Pour remettre un peu d’histoire sociale et d’humanité derrière. J’ai voulu faire un récit un peu pointilliste et sans fil chronologique d’un demi-siècle de ces quartiers, de l’enthousiasme de la création jusqu’au discours de la dystopie, du ghetto d’aujourd’hui… C’est aussi montrer que ce n’est pas qu’une histoire par le haut, comme on est habitué à la raconter. Un Français sur six habite aujourd’hui dans un logement social, donc pour une bonne part dans ces quartiers. La moitié des Français, à un moment dans leur existence, ont vécu dans un logement social. Des morceaux de nos vies avec leurs événements joyeux sont liés à ces quartiers, ce n’est pas que de la violence, du chômage, de la drogue. J’ai été frappé au cours de mes travaux et en lisant les versos de ces cartes de voir à quel point le discours qu’on a aujourd’hui sur ces quartiers est en rupture avec la réalité de leur histoire sociale et l’expérience de leurs habitants. A travers ces citations, de la littérature officielle, juridique, romanesque, des chansons populaires, des écrits de versos de cartes, c’est aussi une manière de proposer une forme d’histoire qui redonne un peu la parole aux premiers concernés.

Pourquoi le sujet des banlieues semble-t-il absent de la campagne présidentielle ?

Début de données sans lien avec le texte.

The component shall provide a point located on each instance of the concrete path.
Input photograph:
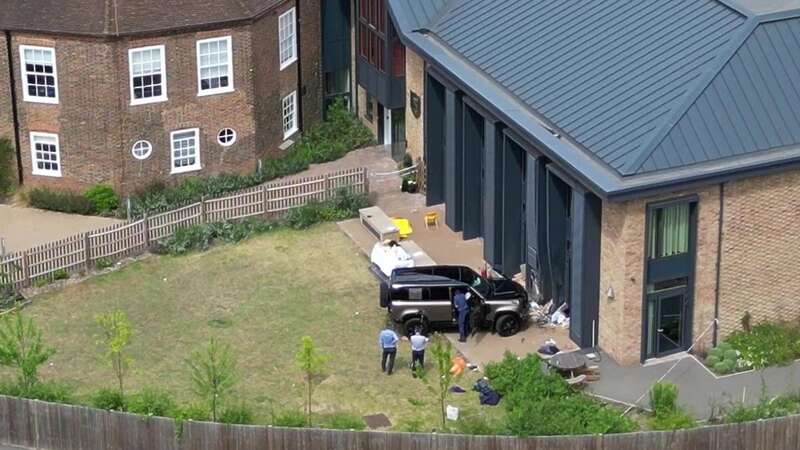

C’était déjà le cas avec la campagne de 2017, mais de façon un peu moins marquée. La question de la politique de la ville et des banlieues, autrefois importante dans le débat public, a quasiment disparu depuis cinq ans. J’ai entendu l’autre jour Valérie Pécresse dire : «Je veux que pour un euro investi dans la politique de la ville, il y ait un euro investi en milieu rural.» C’est la première fois que les quartiers apparaissaient dans cette campagne, mais avec un retournement total. Les cités ne souffrent pas d’inégalités, mais on leur donne trop par rapport à d’autres territoires… Depuis une dizaine d’années, il y a une sorte de jeu d’opposition mis en scène entre des métropoles qui vont bien et le reste du territoire qui va mal. Christophe Guilluy en particulier explique que l’on en fait trop pour les métropoles et leurs quartiers contre la vraie France, les vraies couches populaires de la supposée France périphérique. Il y a une forme de retournement discursif qui consiste à dire que les habitants des quartiers profitent de l’ensemble des opportunités métropolitaines quand les habitants des petites villes, du rural, du périurbain, voient les services publics et les industries partir. En plus, ils bénéficient des milliards de la politique de la ville quand les autres n’ont plus rien. Progressivement, les acteurs politiques ont de plus en plus de mal à assumer de faire une politique de discrimination positive territoriale. C’est faux par ailleurs d’assimiler politique de la ville aux seuls quartiers pauvres des métropoles. Le livre s’ouvre sur une photo de Mourenx qui se trouve dans la pampa béarnaise, avec rien autour. C’est aussi rappeler que les quartiers, les grands ensembles, les quartiers populaires d’habitat social, qui concentrent la pauvreté, la précarité, les minorités, ce n’est pas que la Seine-Saint-Denis.

(1) Christiane Rochefort, les Petits Enfants du siècle, Grasset, 1961.

Renaud Epstein On est bien arrivés, Un tour de France des grands ensembles, Le Nouvel Attila, 96 pp.